I see life as like eating an ice cream – it’s often difficult, sometimes messy, but always enjoyable .… if you can find the sweetness in it! And it’s true. Living with cerebral palsy affects my whole life, and gives me my fair share of challenges.
But my life is still pretty big, busy and fabulous. I graduated from the University of Sydney with a Bachelor of Arts (Sociology) (Gender Studies) in 2013, achieving First Class Honours in Sociology. Now I’m an aunty, artist, academic and advocate. I love hanging out with my family and friends, and going to the theatre.
As you can see, I’ve had access to rich and rewarding opportunities. But I certainly didn’t get there on my own! Building connections and involvement in the community has been crucial in my life, and I believe that cultivating this is one of the most important things people with disability can do. We all need high quality and authentic relationships in our lives – whether with family, friends or support staff.
Not only can the people in our lives assist us on our journey, they also bolster us when we inevitably come up against roadblocks. I think of them as flowers in a garden, brightening up even the rainiest of days. I’ve experienced firsthand the invaluable difference support from others can make, but I also know that this can be complex and tricky to navigate.
Disabled people are all too often made to feel unwelcome and unwanted – literally stared down, patronised, and pushed out into the margins. It’s as if people would prefer that we didn’t leave our houses at all. We are unruly. We are a nuisance. We are excluded.
And for those of you who support people with disability, I’m sure you think that you would never act like that. But ableist attitudes are everywhere, and sometimes come unintentionally from those closest to us. In the little frustrations and annoyances that come when we make the most basic requests at the wrong time, when you don’t have time. In the jokes that you tell and the comments that you make to “blow off steam”, what you allow others to say. We feel it all.
We are talked about, but hardly ever talked to.
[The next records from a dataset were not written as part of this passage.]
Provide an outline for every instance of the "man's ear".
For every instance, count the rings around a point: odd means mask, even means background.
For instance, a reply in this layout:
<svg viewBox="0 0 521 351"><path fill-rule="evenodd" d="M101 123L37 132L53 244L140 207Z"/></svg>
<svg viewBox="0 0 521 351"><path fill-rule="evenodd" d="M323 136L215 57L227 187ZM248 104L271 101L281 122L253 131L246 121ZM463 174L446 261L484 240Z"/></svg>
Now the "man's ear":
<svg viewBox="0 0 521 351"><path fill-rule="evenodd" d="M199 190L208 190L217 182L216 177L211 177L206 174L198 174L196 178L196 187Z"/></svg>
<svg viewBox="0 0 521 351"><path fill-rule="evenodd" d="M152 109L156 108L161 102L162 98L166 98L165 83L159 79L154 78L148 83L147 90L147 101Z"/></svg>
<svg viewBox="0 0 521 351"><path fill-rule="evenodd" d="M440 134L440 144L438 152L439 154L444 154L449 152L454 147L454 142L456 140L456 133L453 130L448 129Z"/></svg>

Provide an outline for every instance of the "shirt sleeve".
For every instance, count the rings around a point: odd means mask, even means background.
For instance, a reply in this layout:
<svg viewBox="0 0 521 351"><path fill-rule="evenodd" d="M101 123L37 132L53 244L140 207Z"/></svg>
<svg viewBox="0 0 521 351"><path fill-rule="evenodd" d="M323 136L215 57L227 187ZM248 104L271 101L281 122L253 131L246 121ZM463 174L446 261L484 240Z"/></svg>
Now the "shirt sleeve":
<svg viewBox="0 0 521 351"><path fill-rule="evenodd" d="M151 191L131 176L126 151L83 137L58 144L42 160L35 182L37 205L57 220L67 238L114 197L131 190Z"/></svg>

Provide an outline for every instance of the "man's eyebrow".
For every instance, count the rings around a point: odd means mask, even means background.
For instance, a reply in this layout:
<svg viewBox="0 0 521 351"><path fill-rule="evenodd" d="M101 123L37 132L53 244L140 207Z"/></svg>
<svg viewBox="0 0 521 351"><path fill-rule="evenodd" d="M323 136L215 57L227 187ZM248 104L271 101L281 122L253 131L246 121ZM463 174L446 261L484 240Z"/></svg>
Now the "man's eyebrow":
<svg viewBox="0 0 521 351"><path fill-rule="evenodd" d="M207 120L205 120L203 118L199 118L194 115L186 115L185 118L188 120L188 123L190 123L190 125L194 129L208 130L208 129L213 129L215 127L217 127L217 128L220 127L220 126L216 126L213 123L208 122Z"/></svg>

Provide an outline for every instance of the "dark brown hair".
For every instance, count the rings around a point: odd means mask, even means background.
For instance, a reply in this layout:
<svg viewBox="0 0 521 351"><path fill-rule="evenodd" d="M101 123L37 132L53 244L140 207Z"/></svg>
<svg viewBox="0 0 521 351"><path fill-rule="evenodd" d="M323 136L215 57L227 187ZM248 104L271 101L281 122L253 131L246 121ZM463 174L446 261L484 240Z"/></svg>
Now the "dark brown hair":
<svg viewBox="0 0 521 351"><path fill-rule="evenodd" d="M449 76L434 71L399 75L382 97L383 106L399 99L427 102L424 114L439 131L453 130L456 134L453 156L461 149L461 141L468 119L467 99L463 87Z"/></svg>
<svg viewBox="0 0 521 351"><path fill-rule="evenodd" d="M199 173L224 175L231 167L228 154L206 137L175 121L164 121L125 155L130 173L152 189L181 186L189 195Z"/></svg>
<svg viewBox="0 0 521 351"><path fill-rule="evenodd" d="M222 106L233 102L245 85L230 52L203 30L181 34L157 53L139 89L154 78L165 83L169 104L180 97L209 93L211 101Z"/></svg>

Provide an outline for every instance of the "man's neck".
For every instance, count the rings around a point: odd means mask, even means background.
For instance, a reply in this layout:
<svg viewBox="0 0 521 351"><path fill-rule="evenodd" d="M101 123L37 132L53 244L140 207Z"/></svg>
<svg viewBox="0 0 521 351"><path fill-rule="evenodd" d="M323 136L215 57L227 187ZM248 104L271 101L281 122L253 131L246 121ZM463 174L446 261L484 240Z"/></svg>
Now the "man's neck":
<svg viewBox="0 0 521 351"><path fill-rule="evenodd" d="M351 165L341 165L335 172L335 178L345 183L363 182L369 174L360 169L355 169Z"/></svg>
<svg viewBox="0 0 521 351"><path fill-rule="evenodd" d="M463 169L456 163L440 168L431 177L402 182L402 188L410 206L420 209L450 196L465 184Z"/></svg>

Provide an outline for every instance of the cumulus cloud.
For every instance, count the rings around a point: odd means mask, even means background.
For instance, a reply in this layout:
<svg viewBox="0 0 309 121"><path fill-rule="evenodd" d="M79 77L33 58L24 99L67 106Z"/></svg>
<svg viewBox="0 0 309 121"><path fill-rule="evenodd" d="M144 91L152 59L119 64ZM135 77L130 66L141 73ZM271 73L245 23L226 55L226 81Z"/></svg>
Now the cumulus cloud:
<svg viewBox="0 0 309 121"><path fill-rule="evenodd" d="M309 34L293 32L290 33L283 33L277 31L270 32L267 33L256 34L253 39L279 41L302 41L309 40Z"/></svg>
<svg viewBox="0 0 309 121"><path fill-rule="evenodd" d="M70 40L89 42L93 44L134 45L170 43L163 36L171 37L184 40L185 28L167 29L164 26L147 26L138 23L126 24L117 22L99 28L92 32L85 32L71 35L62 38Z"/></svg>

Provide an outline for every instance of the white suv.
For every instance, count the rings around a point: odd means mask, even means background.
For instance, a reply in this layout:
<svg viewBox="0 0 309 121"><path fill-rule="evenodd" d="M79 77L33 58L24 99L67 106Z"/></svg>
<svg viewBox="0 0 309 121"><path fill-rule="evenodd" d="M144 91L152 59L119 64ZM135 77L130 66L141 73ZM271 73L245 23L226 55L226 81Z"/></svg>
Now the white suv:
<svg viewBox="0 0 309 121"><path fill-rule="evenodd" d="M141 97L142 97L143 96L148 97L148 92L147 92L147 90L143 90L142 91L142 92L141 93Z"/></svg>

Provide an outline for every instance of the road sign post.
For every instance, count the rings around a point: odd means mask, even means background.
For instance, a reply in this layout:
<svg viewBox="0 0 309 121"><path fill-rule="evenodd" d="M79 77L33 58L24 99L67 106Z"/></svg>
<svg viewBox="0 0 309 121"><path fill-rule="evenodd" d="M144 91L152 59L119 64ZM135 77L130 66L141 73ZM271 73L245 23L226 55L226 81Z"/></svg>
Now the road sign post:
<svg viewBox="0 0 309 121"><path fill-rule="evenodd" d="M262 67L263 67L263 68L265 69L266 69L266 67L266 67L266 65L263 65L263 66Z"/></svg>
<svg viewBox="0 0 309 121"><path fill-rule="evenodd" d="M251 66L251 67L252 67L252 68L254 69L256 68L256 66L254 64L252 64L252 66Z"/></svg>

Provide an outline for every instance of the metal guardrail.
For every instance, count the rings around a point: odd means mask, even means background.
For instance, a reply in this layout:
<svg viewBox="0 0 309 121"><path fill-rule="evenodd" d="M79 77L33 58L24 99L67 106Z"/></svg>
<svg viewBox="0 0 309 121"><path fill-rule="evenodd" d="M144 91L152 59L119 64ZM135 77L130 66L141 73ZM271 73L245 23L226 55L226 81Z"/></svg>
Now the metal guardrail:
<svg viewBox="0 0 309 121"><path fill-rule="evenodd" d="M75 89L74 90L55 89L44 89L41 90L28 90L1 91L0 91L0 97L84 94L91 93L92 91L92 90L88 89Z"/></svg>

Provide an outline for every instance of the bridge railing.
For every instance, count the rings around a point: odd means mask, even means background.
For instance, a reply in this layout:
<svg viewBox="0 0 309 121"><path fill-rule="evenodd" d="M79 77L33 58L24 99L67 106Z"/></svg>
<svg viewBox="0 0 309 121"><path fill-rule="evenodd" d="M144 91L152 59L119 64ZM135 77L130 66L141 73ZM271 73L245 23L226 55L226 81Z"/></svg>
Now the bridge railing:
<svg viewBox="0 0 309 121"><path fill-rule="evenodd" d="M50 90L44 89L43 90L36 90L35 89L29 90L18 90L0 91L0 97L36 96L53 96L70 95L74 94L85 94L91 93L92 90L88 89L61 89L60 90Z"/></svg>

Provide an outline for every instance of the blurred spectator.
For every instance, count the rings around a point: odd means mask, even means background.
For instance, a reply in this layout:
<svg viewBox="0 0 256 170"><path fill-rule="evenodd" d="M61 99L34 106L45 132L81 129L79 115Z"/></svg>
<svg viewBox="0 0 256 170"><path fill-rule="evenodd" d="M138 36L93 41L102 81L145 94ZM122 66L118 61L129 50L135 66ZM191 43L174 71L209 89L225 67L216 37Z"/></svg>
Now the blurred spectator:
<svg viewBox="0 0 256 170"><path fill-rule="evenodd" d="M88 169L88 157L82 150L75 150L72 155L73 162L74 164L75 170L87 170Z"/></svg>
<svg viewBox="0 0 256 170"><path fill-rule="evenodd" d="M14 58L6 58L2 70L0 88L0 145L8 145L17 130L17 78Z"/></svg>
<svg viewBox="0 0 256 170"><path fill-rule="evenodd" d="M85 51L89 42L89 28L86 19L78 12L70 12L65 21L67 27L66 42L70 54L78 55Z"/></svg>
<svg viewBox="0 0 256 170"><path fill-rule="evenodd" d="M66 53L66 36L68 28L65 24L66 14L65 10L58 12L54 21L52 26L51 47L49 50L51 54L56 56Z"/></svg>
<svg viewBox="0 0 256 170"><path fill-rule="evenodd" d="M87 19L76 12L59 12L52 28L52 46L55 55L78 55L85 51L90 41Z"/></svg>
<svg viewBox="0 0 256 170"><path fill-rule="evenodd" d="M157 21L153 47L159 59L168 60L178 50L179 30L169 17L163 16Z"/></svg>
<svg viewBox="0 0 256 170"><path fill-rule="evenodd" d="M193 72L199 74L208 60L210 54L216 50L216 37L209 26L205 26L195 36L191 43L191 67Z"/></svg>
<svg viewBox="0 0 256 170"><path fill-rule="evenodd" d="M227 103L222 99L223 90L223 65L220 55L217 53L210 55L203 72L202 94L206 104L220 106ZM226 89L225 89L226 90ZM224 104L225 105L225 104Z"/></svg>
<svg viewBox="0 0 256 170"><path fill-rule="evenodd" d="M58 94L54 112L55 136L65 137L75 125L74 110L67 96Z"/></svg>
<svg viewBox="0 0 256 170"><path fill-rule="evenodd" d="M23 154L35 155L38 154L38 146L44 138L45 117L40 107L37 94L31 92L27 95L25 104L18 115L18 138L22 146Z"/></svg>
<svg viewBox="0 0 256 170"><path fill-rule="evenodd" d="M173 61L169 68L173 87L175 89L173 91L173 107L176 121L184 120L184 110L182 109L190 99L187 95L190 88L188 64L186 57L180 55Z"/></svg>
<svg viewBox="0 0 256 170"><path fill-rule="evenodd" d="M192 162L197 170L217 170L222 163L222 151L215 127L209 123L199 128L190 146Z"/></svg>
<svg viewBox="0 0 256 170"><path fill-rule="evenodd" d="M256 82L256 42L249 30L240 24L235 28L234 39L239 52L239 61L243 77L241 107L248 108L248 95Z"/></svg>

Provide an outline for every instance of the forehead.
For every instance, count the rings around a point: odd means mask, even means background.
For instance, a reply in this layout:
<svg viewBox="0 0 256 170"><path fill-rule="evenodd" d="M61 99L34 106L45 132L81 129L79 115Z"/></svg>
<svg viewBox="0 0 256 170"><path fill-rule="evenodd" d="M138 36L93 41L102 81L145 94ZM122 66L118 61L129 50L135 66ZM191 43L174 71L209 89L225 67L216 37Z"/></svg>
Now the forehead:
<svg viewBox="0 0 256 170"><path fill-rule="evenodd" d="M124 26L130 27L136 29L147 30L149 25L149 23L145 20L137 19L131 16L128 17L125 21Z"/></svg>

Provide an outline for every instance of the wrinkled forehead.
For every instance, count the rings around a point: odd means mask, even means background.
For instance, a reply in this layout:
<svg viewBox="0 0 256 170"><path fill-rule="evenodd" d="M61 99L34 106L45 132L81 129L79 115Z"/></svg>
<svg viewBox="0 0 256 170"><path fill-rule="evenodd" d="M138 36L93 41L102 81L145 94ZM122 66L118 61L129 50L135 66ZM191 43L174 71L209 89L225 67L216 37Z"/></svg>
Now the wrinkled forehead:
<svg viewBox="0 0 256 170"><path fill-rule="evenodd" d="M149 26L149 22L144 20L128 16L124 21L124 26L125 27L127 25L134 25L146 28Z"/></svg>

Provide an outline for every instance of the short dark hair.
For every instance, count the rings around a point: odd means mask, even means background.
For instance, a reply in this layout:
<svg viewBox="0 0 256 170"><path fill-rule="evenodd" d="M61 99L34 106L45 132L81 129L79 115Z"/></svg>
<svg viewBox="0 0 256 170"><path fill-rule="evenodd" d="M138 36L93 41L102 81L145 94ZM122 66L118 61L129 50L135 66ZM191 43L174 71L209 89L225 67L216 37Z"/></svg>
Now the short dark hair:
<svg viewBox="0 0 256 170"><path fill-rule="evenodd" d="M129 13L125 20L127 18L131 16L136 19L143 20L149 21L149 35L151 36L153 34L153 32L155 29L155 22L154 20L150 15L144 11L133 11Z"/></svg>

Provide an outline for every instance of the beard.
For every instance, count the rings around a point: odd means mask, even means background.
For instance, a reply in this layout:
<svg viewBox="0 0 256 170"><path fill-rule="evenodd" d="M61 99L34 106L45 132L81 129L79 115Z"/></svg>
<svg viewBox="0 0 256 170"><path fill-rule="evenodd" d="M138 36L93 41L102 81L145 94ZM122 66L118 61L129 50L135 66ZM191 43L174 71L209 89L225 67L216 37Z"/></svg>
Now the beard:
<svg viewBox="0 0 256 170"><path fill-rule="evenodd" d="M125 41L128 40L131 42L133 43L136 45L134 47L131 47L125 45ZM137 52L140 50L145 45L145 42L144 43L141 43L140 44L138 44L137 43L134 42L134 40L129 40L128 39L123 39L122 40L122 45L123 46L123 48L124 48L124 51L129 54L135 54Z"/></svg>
So building connections and inclusion is important, but so is being able to define ourselves, to know our worth and take up space in a way that can’t be ignored. This could be anything – from filmmaking and photography, to being more independent, having choice and control, finding joy, telling a story or something else entirely. And it starts with opening up a conversation about our lives and what they could be, while respecting that this may be different to what you think.
Sometimes for me, community and inclusion is as simple as my nightly routine of rewatching my favourite shows with my best friend who lives in Brisbane, while texting back and forth. It’s time just for us, to be happy and enjoy each other’s company away from the demands of everyday life.
People with disability may be exhausted, lacking in the energy and resources to know what we want or need. The simplest, most powerful place to start is to truly listen to us. When you have been constantly told that you deserve and should be grateful for the smallest crumb, this can be life-changing.
A couple of months ago I created a short film performance piece called “A Seed of a Dream”. It was written to celebrate the 30th anniversary of Living My Way, which I know provides such valuable support to me and so many others with disability. So the central message of my piece was to remind us all that having the support we need is a human right, and that every effort should be made to support us to live exactly the life we want on our own terms.
And the world needs more “big dreamers”. People who see possibilities, rather than barriers. People who aren’t afraid to try something new, who step outside their comfort zone and gently encourage others to do the same. People like that can change lives. They changed mine.
We should not have to let our dreams wither and die.
We should be able to nurture them, and watch them grow and bloom.